In the context of the never-ending quest to cut wires out of our entertainment set-ups, it’s great to see the recent explosion of the Wi-Fi speaker market. By connecting to our home wireless networks, these devices are saving us the trouble of having to run cables around our dens and living rooms.
Even better—with improved connection technology such as DLNA or Apple’s AirPlay driving them, the sound quality of all that wirelessly transmitted music is miles ahead of where it was just a few years ago. We tested four of the biggest-name Wi-Fi sound systems on the market.
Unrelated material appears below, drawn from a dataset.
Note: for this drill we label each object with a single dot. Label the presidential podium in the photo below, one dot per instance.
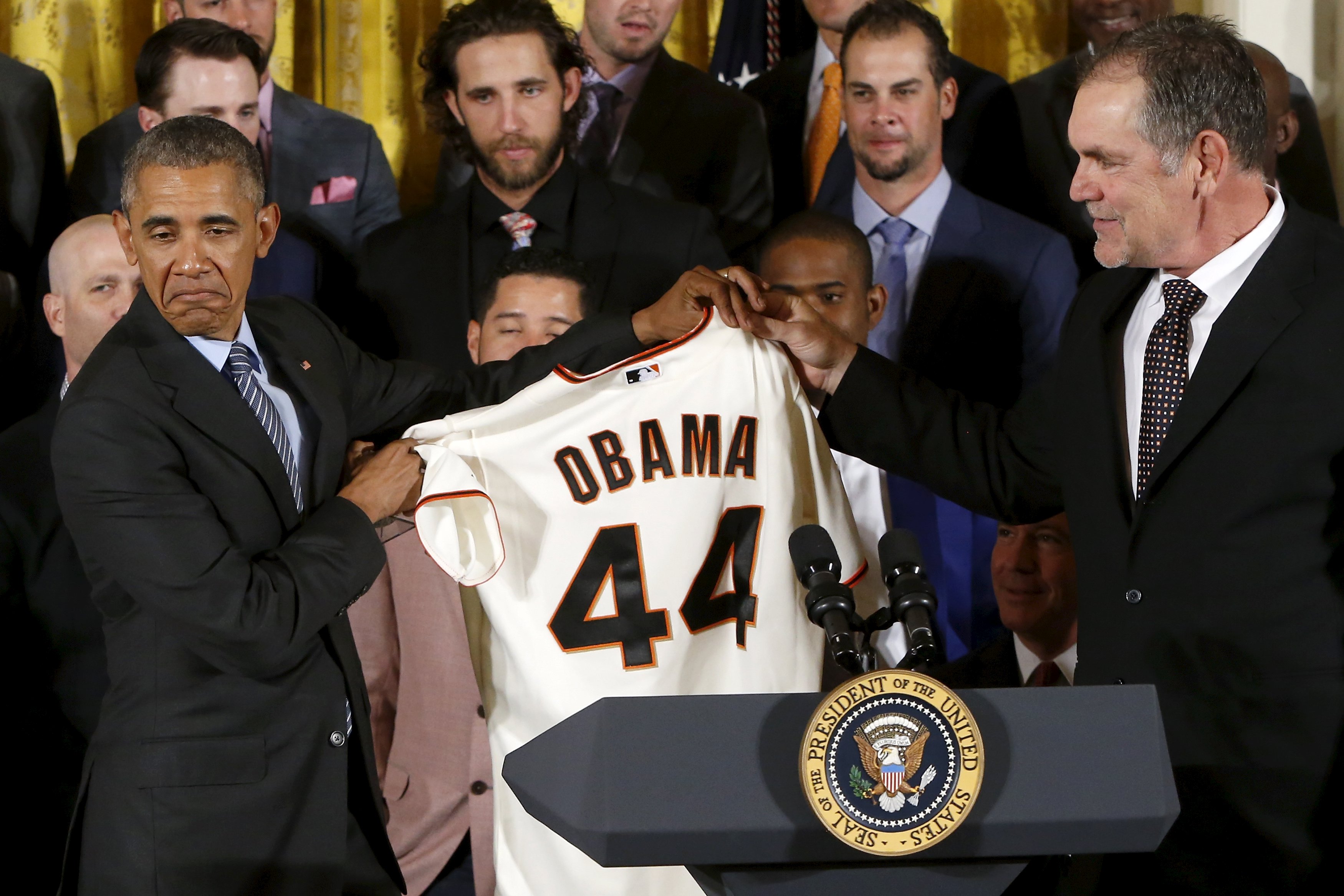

Here’s our guide.
$449 | Add the Boost hub for $109. The granddaddy of the multi-room wireless category, Sonos has been perfecting the art of meshing speakers and music sources for more than a decade, whether they be devices or Internet-based. Once connected to your Wi-Fi router, you can beam music from your phone or tablet to the top-of-the-line Play:5, plus you can hook up to more online subscription music services than any other system we tested. Sonos connects to Rdio, Spotify, Sirius XM and Deezer, among others. The best part is you can keep adding speakers, such as the smaller $219 Play:1, with up to 32 of them playing simultaneously around your home. A separate Boost hub can amplify signals if your home Wi-Fi is weak. The control app is slick, the selection is big and the sound is great.
Samsung Shape M7
$449 | Add the Boost hub for $69. Samsung’s speakers work much like Sonos’s, with a central hub allowing for up to 32 to be connected. The control app isn’t as simple to use and it doesn’t have as many online music services to connect to, but the speakers themselves sound good and are nice to look at. The triangular devices can be set horizontally or vertically with their included kickstands, which adds style to any room they’re in. As an extra bonus the Shape easily connects to Samsung smart TVs, so it can double as a sound bar.
Bang & Olufsen Beoplay A8
$1,300 | Wi-Fi-enabled speakers don’t come more high-end than the A8, which is why it’s no surprise that Bang & Olufsen’s offering has the crispest and widest range of sound of devices tested. The twin 10-inch speakers serve up an impressive 70 watts of bass and mid-range sound, plus 35 watts for treble. The A8 is also funky looking, with its disc-shaped speakers available in several colours, which almost qualifies as modern art. Mount it on your wall and it’s sure to be a conversation starter. The only downside is the hefty price tag.
$699 | Like Bang & Olufsen’s product, Sony’s high-end Wi-Fi unit connects right to your network and mobile device. Its plain black brick appearance doesn’t win any style points, but with seven speakers and a maximum output power of 154 watts, it packs a wallop. It’s the device for those who like it loud.